If Grassley’s bill is put into law, Cordova-Soto would be put in prison for five years. So would many other immigrants who return to the United States to reunite with their families. A Human Rights Watch report found that 85,000 immigrants were prosecuted for illegal entry or re-entry in 2013, with the top three reasons being that they were seeking work, reuniting with family, or fleeing violence or persecution.

Sanctuary cities originated in the 1980s as an outgrowth of the Sanctuary Movement, which saw an exodus of Central Americans fleeing violence into the United States. Churches responded by providing refuge to them and municipalities followed suit.

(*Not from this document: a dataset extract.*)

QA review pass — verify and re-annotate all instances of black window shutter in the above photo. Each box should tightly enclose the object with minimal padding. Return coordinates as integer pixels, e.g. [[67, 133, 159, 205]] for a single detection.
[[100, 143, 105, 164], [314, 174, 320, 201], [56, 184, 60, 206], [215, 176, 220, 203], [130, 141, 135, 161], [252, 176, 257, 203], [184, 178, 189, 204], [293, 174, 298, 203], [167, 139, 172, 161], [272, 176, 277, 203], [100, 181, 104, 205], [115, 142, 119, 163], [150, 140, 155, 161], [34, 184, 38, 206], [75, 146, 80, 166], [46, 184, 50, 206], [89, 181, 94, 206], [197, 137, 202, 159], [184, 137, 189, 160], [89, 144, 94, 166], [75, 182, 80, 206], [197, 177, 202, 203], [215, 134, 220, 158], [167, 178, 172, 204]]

Immigrant advocates maintain that sanctuary cities are effective because they allow undocumented immigrants to report crimes that they otherwise would be hesitant to come forward to talk about. A 2015 National Latin@ Network for Healthy Families and Communities survey found that 41 percent of foreign-born Latinas interviewed reported that they were afraid to call the police or go to court because they feared they could be deported.

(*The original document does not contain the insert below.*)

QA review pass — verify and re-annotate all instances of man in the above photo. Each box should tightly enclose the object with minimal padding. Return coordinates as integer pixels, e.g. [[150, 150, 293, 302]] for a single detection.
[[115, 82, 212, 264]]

Juan Carlos Areán, the senior director of the National Latin@ Network told ThinkProgress in April that the fear of deportation comes from anecdotal evidence. “When immigrants call the police, they might end up getting arrested themselves because of the suspicion that they’re undocumented,” Areán said. “This.. builds enough fear for the community to be afraid.”

Nonetheless, the issue of sanctuary cities has quickly picked up steam since Steinle’s death. Opponents of the policy are using heart-wrenching stories of personal tragedy to advance their anti-immigrant agenda. Earlier this week, the House Judiciary Committee invited five family members of victims killed by undocumented immigrants to testify against immigration policies that failed to protect them. Jim Steinle, Kathryn Steinle’s father, was among those who testified and called for stronger legislation “to take these undocumented immigrant felons off our streets for good.”